As a follow-up to my last posting about combined exclusions of $10 Million, I would not recommend giving up those formula clauses, yet. For one thing, if Spouse A dies in a $5 Million year, the spouse gets the exclusion in that year and it is locked in. The estate can grow for the benefit of the surviving spouse, children and grandchildren for at least two generations (since the GST inclusion ratio is 1.0). If the other spouse dies later having remarried a wealthier new spouse, that would be lost if it were jointly titled. So, its good to keep those formula clauses intact.
Happy New Year
I’m out today, hopefully attending an non-rainy outdoor hockey game. See you on January 2. Have a Happy and prosperous New Year.
Portable Estate Tax Exclusions
One new concept in the 2010 Tax Act is in Section 303 of the Act which specifies that when a spouse dies the surviving spouse can elect to carry over to his or her estate the unused unified credit. Thus if H dies with a $5 Million estate and leaves it all to the wife, the Executor can elect to have it apply to her estate when she dies. But there is a curve ball in here. The act uses the term, “last such deceased spouse of such surviving spouse”. Let’s say that spouse one died and had $4 Million left over and then surviving spouse remarries. Spouse Two dies leaving a $5 Million estate to Spouse two’s children. Suddenly surviving spouse has no portability of that $5 Million. Thus, her estate loses that. And we don’t know the effect if spouse one dies in 2011 or 2012 and then the surviving spouse dies in 2013 with a $1 Million exclusion.
When Homes are a Home
Phil Driscoll owns two homes.
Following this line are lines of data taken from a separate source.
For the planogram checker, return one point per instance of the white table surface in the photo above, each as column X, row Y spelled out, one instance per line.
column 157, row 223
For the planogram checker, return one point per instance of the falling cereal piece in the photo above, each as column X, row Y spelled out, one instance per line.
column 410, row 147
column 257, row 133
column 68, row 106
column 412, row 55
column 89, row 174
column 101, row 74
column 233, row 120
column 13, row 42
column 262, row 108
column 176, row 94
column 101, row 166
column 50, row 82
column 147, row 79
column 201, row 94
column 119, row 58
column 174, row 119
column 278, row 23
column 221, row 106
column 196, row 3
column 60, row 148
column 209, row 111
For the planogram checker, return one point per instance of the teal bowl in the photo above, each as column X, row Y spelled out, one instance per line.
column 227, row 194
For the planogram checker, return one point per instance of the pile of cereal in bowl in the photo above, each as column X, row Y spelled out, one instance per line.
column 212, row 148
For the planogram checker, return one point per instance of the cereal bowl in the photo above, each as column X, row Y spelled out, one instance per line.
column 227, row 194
One in Cleveland Tennessee and a lake home outside of Cleveland Tennessee. Phil Driscoll is an ordained gospel minister. Phil Driscoll Ministries paid for both homes and it was excluded from his income under the Pastor’s Housing allowance under Section 107 of the Internal Revenue Code of 1986. The IRS felt that to be a bit greedy and assessed him with additional income and fraud penalties. Rev. Driscoll took the IRS to tax Court. The IRS argued that the use of the word “home” in Section 107 refers only to one home. Rev. Driscoll countered that in Section 7701(m) the Code provides that singular may include plural. Further, the legislative history did not forbid that interpretation. For those reasons the Tax Court ruled in Driscoll, et ux v. Commissioner, 135 TC 27 (2010) that both houses were homes for the purposes of Section 107 and both could be excluded from income. It was a split and narrow decision, but one that shows two things: (1) The IRS Code does by its own design create issues such as this and (2) That statutory language brings in Legislative History when Courts attempt to resolve these types of issues. This case is a big win for Pastors, but more importantly, it makes very clear another point, that when faced with a case where the IRS is taking a narrow reading of the law, one needs to look at the entirety of the Code to see if there is definitional assistance elsewhere and look to the Legislative History to make sure you have either neutral support or positive support from that history.
To Gift or Not to Gift that is the Question
With the reunification of gift and estate tax tables starting in 2011, it might be worthwhile to make gifts at the new $5 Million levels before Congress reduces it. With gift splitting, this means that a married couple could give up to $10 Million to the next generations. The issues: (1) What if they lower the exclusion rate after 2012 to say $2.5 Million and the couple dies in say 2013. Does that mean that the $5 Million already given away is now subject to estate taxes? Under the strict language of the Code that’s a possible conclusion. But what if Mom and Pop’s assets are below the amount of the Tax can the IRS go after the assets given away? That’s more complicated. That goes into the issue of transferee liability. If you receive something subject to a transfer tax and that tax isn’t paid, normally the tax follows the asset. But in this case, the gift tax was paid by the unified credit exclusion and just because that exclusion changed does not make that asset a transferred asset in my view. However, it is something to be concerned about. As we near the end of 2012, it may very well be good to go ahead and make gifts. (2) Liquidity. Ma and Pa may want to limit gifts to ensure liquidity to them. And the only gifts that will work are outright gifts without any retained ownership of them. (You can make gifts in trust for other people, just not yourself-if you did, keep the beneficial interest it would trigger an estate tax on your death). So, folks need to plan what their needs will be long term before such a gift. (3) Vermont residents may be some gift tax issues. So, check with your local attorneys to be sure that you are not running afoul of a state gift tax liability.